One idea was to practice and promote fellowship between people associated with different camps. I thought of posting ideas and examples about how to do that. Then I got confused about what to call the camps. Liberals, non-protesting members? Is there some way to avoid labeling the camps altogether?

Around and around.

Back to square one. What first attracted my attention was the feuding I saw. Now I see that as only the tip of an iceberg. Abuse and violence thrive in a climate of estrangement. The people I've seen feuding are associated with online communities estranged from each other. The people I've seen campaigning against the House of Justice have associated with each other on the Talisman list. The people I've seen campaigning against them have not all associated with each other. I've seen some of them at Beliefnet and others on trb. Now I see one blogging that I've never seen before. Some of them might be as estranged from each other as they are from Talisman liberals.

I've seen this before. The appearance of two camps is misleading. People campaigning against the House of Justice are not part of a single fellowship or community. People campaigning against them and excusing that as defense of the Faith are not part of a single fellowship or community.

I want to see more fellowship across boundaries, but what boundaries? All of them, of course, but where do I want to start?

One kind of division I see behind all this in the larger community is associated with Baha'i bandwagons. I want to see more fellowship between people who are on the bandwagons and people who aren't.

I see at least seven Baha'i communities on line estranged from each other. I see a few people spending time in more than one community.

I wonder . . . could it serve my purposes just as well, (or better) to practice and promote spending time in other communities, in fellowship with people whose ideas and interests seem contrary to ours, Baha'i or not?

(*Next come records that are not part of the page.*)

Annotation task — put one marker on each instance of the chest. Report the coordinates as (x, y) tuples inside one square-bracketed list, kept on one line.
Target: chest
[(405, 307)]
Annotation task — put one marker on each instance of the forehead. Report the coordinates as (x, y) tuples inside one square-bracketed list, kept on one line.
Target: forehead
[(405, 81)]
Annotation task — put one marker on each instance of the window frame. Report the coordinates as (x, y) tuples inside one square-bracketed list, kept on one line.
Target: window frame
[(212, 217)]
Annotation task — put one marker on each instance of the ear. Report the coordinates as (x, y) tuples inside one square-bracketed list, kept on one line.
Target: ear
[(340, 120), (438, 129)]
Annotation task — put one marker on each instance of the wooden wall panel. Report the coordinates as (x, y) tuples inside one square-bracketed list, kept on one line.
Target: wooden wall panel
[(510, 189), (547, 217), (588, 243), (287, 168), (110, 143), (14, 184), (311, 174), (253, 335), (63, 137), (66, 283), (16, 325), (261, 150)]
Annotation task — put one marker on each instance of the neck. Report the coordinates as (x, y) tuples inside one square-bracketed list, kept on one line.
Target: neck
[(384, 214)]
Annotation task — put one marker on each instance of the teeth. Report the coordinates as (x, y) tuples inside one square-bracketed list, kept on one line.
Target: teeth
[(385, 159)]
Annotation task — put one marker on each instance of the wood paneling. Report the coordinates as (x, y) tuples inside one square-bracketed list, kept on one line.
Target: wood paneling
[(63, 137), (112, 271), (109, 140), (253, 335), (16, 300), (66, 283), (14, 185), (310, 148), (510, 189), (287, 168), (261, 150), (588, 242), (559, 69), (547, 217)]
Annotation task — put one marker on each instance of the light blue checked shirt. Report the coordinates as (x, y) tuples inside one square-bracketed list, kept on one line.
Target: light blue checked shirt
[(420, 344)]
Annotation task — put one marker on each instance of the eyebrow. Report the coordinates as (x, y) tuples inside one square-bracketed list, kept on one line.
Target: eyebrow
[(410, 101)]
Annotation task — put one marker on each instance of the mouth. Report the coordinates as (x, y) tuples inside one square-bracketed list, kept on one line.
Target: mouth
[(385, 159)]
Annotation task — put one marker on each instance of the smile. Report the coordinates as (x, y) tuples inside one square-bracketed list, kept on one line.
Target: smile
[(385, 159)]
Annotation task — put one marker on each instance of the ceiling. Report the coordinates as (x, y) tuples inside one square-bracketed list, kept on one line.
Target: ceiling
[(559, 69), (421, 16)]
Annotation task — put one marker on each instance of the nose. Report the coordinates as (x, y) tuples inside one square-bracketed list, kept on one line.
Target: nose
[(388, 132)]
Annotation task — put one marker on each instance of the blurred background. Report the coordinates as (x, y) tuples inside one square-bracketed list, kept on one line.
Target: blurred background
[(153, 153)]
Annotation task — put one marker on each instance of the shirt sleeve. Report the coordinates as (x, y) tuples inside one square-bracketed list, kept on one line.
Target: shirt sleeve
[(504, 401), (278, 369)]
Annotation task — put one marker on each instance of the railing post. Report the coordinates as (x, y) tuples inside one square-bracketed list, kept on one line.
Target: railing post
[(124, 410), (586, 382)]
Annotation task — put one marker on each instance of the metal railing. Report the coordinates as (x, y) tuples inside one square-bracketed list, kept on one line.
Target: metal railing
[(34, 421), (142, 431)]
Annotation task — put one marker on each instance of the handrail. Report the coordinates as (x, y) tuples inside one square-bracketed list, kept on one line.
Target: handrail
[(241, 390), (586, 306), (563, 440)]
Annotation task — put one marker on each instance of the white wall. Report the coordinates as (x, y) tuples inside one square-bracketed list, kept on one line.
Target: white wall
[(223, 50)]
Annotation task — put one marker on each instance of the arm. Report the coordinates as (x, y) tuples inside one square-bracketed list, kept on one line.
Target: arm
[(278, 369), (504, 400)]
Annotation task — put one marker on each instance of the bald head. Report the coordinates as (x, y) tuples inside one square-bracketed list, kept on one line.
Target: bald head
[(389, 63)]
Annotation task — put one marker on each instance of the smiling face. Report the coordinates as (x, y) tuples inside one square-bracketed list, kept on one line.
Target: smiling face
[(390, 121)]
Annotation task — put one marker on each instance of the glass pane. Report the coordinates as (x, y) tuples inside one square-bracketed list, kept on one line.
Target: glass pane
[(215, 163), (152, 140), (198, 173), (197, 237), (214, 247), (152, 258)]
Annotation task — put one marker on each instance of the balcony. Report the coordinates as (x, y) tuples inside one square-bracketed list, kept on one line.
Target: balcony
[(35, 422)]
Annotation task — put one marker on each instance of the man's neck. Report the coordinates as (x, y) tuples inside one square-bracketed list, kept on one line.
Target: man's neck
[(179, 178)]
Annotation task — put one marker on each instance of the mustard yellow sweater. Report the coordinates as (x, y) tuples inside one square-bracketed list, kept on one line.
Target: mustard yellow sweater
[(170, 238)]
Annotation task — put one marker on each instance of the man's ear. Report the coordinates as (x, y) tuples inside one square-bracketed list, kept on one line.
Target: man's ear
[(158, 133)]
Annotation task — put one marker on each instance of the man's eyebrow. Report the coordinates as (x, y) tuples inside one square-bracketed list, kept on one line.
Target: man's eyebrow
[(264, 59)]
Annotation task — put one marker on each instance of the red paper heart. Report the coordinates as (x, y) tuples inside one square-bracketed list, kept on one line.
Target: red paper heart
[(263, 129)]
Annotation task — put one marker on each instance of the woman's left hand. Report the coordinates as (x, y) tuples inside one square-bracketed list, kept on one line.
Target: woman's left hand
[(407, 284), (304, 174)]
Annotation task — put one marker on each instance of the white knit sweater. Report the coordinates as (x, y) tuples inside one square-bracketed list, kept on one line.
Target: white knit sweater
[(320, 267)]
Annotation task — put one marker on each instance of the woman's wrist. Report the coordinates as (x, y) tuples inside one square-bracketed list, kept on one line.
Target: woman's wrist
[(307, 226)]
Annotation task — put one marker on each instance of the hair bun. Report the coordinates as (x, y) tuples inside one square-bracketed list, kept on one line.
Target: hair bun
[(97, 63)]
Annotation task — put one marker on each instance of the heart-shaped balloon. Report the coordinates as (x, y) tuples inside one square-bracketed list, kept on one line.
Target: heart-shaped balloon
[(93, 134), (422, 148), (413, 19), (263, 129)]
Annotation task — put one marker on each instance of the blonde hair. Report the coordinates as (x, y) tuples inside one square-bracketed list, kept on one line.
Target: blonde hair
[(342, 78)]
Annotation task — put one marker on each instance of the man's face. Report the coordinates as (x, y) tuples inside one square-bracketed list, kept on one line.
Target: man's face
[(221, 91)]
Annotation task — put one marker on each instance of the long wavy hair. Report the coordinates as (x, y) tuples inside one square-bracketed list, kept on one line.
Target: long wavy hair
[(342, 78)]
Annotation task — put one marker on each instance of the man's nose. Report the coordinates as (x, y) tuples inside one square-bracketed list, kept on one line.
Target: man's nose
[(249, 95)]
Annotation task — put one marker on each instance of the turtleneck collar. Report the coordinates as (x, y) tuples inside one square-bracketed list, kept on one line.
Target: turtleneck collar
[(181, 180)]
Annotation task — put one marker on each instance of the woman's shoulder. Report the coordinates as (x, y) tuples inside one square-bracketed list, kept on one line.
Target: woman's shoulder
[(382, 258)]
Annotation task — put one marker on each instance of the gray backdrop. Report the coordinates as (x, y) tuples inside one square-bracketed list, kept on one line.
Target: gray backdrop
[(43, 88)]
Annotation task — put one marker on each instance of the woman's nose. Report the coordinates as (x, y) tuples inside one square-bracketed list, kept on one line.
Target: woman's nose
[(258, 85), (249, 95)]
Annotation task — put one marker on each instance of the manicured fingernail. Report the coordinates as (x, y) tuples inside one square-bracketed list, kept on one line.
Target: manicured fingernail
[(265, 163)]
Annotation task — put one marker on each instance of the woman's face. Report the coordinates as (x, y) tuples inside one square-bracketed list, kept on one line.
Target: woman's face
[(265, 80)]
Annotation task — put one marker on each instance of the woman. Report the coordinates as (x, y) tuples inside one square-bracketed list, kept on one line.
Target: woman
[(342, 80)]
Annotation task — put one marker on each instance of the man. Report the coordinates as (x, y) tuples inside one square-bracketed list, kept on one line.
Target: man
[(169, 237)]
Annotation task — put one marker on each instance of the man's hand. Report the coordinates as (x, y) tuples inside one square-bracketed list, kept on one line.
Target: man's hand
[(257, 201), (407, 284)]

That's what I was doing when I first joined the Talisman list, and now I'm planning to do it some more. I've also spent some time in a Gay Baha'i forum, an atheist forum, and a Pagan forum.

2 comments:

Steve Marshall said...

Hi Jim,

Here's another way to analyse the situation:

It's about individuals losing one set of beliefs and gaining another set of beliefs. Each journey is different. One person's primary journey may be giving up a long-standing social and economic development project to focus on the Ruhi method. Another person's focus may be on a re-evaluation of their relationship with the Baha'i administration. In the process each of these people go through a sense of loss -- loss of belief, and also loss of close connections with people who shared their old values. Plus, they go through a sense of gain and excitement as new attachments are created.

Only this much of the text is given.